After the disaster of World War II, Ezra Pound’s exhortation to poets to “make it new” lay in shambles. The essays in MAKE IT BROKEN assert that a certain group of poets, taking their cue from both Pound and George Oppen, employed modernist strategies of interruption, negation, and seriality to recharge poetry with moral acuity and formal audacity. By writing from inside the ruins, poets like Michael Palmer, Lorine Niedecker, Gustaf Sobin, and Fanny Howe use the very brokenness of language to redeem the poem in the wake of catastrophe.
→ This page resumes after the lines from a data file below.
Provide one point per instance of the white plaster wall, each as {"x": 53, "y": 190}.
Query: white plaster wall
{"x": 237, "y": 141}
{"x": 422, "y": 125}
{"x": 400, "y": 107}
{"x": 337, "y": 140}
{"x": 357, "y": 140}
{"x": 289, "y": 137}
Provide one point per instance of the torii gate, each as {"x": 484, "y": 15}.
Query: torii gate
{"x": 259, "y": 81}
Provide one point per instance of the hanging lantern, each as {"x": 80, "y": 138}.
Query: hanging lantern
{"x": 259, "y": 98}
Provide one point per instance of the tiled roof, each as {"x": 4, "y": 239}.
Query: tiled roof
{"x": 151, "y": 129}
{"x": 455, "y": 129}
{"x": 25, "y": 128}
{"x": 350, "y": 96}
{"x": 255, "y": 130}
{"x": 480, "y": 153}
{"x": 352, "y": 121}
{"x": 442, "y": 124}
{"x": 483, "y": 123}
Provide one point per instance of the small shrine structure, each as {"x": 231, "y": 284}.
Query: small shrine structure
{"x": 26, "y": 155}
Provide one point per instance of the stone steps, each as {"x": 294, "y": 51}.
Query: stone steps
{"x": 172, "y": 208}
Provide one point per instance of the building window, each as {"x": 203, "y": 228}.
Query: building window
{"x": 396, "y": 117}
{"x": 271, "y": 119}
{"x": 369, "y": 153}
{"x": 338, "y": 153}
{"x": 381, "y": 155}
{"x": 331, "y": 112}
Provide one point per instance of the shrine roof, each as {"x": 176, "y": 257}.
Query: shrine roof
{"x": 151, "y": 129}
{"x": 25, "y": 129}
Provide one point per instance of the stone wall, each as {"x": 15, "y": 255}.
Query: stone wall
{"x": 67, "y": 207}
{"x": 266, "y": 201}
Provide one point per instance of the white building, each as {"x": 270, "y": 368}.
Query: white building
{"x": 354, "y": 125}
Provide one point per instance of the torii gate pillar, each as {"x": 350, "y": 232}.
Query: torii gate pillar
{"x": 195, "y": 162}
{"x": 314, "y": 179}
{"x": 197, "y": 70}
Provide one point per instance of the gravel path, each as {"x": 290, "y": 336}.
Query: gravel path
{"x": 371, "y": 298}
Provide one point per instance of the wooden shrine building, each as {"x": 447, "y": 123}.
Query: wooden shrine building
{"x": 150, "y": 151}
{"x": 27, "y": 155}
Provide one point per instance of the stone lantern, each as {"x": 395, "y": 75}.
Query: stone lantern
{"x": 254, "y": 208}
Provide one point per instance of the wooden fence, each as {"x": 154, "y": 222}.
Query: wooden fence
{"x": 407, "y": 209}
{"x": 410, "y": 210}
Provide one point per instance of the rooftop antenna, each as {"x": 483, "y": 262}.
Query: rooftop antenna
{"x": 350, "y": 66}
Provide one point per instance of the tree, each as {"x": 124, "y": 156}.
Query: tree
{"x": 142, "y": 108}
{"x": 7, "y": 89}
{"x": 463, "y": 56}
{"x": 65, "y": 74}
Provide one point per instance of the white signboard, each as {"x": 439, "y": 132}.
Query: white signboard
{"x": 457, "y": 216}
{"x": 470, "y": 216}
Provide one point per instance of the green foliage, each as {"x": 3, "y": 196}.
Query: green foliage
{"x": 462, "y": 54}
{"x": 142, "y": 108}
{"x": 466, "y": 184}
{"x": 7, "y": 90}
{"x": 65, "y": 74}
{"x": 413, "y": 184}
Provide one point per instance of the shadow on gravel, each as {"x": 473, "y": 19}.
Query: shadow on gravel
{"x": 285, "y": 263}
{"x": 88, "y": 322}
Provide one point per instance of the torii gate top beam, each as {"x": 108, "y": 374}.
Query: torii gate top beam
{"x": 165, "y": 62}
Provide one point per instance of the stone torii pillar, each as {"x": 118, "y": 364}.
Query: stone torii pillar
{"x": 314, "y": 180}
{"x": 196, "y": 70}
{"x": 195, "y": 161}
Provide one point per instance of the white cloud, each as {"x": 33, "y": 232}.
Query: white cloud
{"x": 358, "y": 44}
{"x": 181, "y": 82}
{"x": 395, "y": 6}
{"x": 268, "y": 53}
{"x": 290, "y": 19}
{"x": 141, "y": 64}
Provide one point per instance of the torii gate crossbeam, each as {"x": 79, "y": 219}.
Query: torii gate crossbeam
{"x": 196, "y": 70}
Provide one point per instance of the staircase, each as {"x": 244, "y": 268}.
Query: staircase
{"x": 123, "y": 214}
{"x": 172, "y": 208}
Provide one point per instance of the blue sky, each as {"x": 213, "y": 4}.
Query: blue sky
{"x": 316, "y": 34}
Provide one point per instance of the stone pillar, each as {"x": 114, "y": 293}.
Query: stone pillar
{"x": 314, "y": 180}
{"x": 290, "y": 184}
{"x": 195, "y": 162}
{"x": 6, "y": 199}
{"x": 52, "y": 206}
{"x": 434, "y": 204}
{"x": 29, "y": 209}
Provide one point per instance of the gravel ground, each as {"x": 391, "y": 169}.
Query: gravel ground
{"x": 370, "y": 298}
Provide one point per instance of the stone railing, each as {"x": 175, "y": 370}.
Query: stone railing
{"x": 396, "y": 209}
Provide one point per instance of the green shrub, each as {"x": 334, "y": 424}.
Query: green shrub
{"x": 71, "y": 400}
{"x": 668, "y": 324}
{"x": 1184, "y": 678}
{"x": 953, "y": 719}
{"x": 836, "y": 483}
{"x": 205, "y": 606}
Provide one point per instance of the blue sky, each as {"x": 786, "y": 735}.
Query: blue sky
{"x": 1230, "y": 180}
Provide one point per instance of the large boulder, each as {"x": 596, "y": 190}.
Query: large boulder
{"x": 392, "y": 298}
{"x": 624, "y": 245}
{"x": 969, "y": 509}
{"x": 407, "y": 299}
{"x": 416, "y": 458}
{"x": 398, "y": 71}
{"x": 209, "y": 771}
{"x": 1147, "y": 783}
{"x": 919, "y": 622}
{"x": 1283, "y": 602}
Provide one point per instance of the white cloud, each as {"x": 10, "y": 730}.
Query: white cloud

"Patrick Pritchett’s Make It Broken: Toward a Poetics of Late Modernism is a treasure book of lively reading, research, and erudition, bringing salutary attention to the work of eight recent American poets deserving wider and deeper engagement. It is a book of elegant collation and crucial reckoning, lifted high out of the ordinary by brilliant, resonant insights and Pritchett’s fluid, cadence-rich writing—ever exact, ever adroitly qualified, ever with a rightness of touch—a juggling of weight and attunement he even makes look easy. The book offers an essential, exemplary study of important areas of concern in experimental poetry and poetics that are not often enough examined. Pitch perfect and scary smart, it had me smiling, tearing up, and crawling under my bed to hide."

Nathaniel Mackey

"I have long known Patrick Pritchett to be one of our most able critics of modern poetry, but the cumulative intelligence and imaginative understanding of these essays is something else again. Taken together, they present an argument for poetry—gnostic, messianic, and against the grain of language and history—that is as highly refined and as beautiful as any I have encountered. Pritchett’s erudition is profound but always handled with grace; it enables him to bring in other voices to support his reading at all the right moments. His clarity is a gift. Pound, Oppen, Niedecker, Olson, Ronald Johnson, Palmer, DuPlessis, Taggart, Sobin, Fanny Howe: Pritchett illuminates them all with skill, attention, and abiding love."

Norman Finkelstein

"In this brilliant and astonishingly clear study of late modernist poets—Oppen, Niedecker, Palmer, Sobin, Fanny Howe, and others—Patrick Pritchett demonstrates what truly engaged critical scholarship can become: not a form of light, but a mode of transformation, for as the practice of midrash teaches, the living text begins with commentary. With Pritchett we learn that war, in its endless horrors and outrages, whether in the 20th-century or now, can never adequately be written “about,” it can only be written through and with. As it breaks us again, we must respond in kind, with a broken and sorrowful poetics. The poem, in other words, is a burnt offering. The apophatic poets Pritchett reads with such loving attention and outstanding care un-say what cannot be said. Out of the ruins and the ash, an un-whole holiness emerges."

Julie Carr

"Poetry survives, even flourishes, not simply because it is read, but because of what poets themselves have had to say about it in all its variety and particularity. The poet Patrick Pritchett’s Make It Broken is an illuminating group of essays on modern and contemporary poetry whose chief distinction is the breakdown of form—fragmentation, parataxis, montage, or what Pritchett calls "radical formal disjunction." His lucid readings of sometimes difficult poems will make the reading of these poems a new adventure."